I think a solution within the JDK should be pursued first.
Comment 3 Thomas Hoffmann 2021-09-06 08:53:39 UTC
Hello Michael,
if the leak is reported without using JNDIRealm, it might be
that your application creates an LDAP-Query or InitialDirContext without closing it?
Maybe you can use a breakpoint in "com.sun.jndi.ldap.Connection" to see which code is causing the thread to start.
I opened the bug because Tomcat is causing the thread to start, out of the scope of the web-application. It can also happen that a web application causes this leak report but then the application might be able to handle it.
Comment 4 Michael Osipov 2021-09-06 09:23:52 UTC
(In reply to Thomas Hoffmann from comment #3)
> Hello Michael,
> if the leak is reported without using JNDIRealm, it might be
> that your application creates an LDAP-Query or InitialDirContext without
> closing it?
> Maybe you can use a breakpoint in "com.sun.jndi.ldap.Connection" to see
> which code is causing the thread to start.
> I opened the bug because Tomcat is causing the thread to start, out of the
> scope of the web-application. It can also happen that a web application
> causes this leak report but then the application might be able to handle it.

One of the reasons is https://github.com/spring-projects/spring-ldap/issues/489

I have reviewed other spots, but always close/release connections as well as naming enumerations.
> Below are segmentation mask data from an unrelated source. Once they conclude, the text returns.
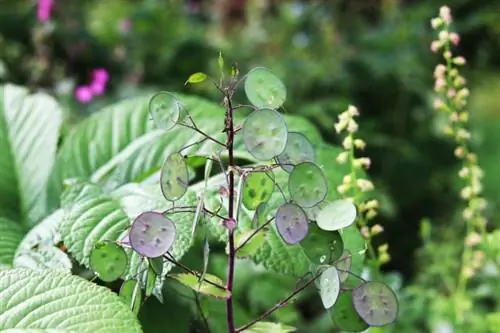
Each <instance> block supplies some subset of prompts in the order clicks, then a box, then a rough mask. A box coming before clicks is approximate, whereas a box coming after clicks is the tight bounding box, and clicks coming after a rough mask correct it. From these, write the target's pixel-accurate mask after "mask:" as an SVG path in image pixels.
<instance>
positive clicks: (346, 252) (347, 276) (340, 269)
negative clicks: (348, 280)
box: [335, 249, 352, 282]
mask: <svg viewBox="0 0 500 333" xmlns="http://www.w3.org/2000/svg"><path fill="white" fill-rule="evenodd" d="M351 265H352V254H351V252H350V251H349V250H347V249H345V250H344V252H343V253H342V255H341V256H340V258H339V259H338V260H337V261H336V262H335V266H336V267H337V269H338V271H339V277H340V282H345V280H347V278H348V277H349V273H348V271H349V269H350V268H351Z"/></svg>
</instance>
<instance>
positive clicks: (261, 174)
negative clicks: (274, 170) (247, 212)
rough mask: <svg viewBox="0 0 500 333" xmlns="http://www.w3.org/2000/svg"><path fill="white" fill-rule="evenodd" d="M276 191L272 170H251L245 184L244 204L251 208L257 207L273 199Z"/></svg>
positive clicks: (246, 178)
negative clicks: (259, 204)
mask: <svg viewBox="0 0 500 333" xmlns="http://www.w3.org/2000/svg"><path fill="white" fill-rule="evenodd" d="M273 192H274V175H273V173H272V172H271V171H269V172H266V171H254V172H250V173H249V174H248V175H247V177H246V179H245V184H244V185H243V189H242V195H243V205H244V206H245V208H247V209H249V210H254V209H256V208H257V207H258V206H259V204H261V203H266V202H267V201H269V199H271V196H272V195H273Z"/></svg>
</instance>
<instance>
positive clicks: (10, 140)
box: [0, 84, 62, 226]
mask: <svg viewBox="0 0 500 333" xmlns="http://www.w3.org/2000/svg"><path fill="white" fill-rule="evenodd" d="M61 123H62V112H61V109H60V107H59V105H58V104H57V102H56V101H55V100H54V99H53V98H52V97H50V96H49V95H46V94H43V93H36V94H32V95H30V94H29V91H28V89H26V88H22V87H19V86H15V85H11V84H7V85H4V86H0V156H2V158H0V216H6V217H9V218H11V219H13V220H14V221H22V222H23V223H24V224H26V225H28V226H32V225H34V224H35V223H36V222H38V220H39V219H41V218H42V217H43V216H44V215H45V214H46V209H47V208H46V184H47V178H48V176H49V174H50V170H51V168H52V165H53V163H54V157H55V153H56V147H57V140H58V138H59V130H60V127H61Z"/></svg>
One reaons could be that I create test connection in startInternal and that could be subject to not the webapp classloader.
I guess I have missed something.
Comment 5 Mark Thomas 2021-09-16 08:20:46 UTC
OpenJDK bug created

https://bugs.openjdk.java.net/browse/JDK-8273874

We will still need to address this in Tomcat to cover the time until we can guarantee that the version of the JRE that Tomcat is running on has the appropriate fix.
Comment 6 Mark Thomas 2021-09-28 07:29:14 UTC
Work-around added in:
- 10.1.x for 10.1.0-M6 onwards
- 10.0.x for 10.0.12 onwards
- 9.0.x for 9.0.54 onwards
- 8.5.x for 8.5.72 onwards

It will need to stay in place for these versions. Once there a fix in the JRE and Tomcat's minimum JRE version is known to include the fix, then we can remove the work-around.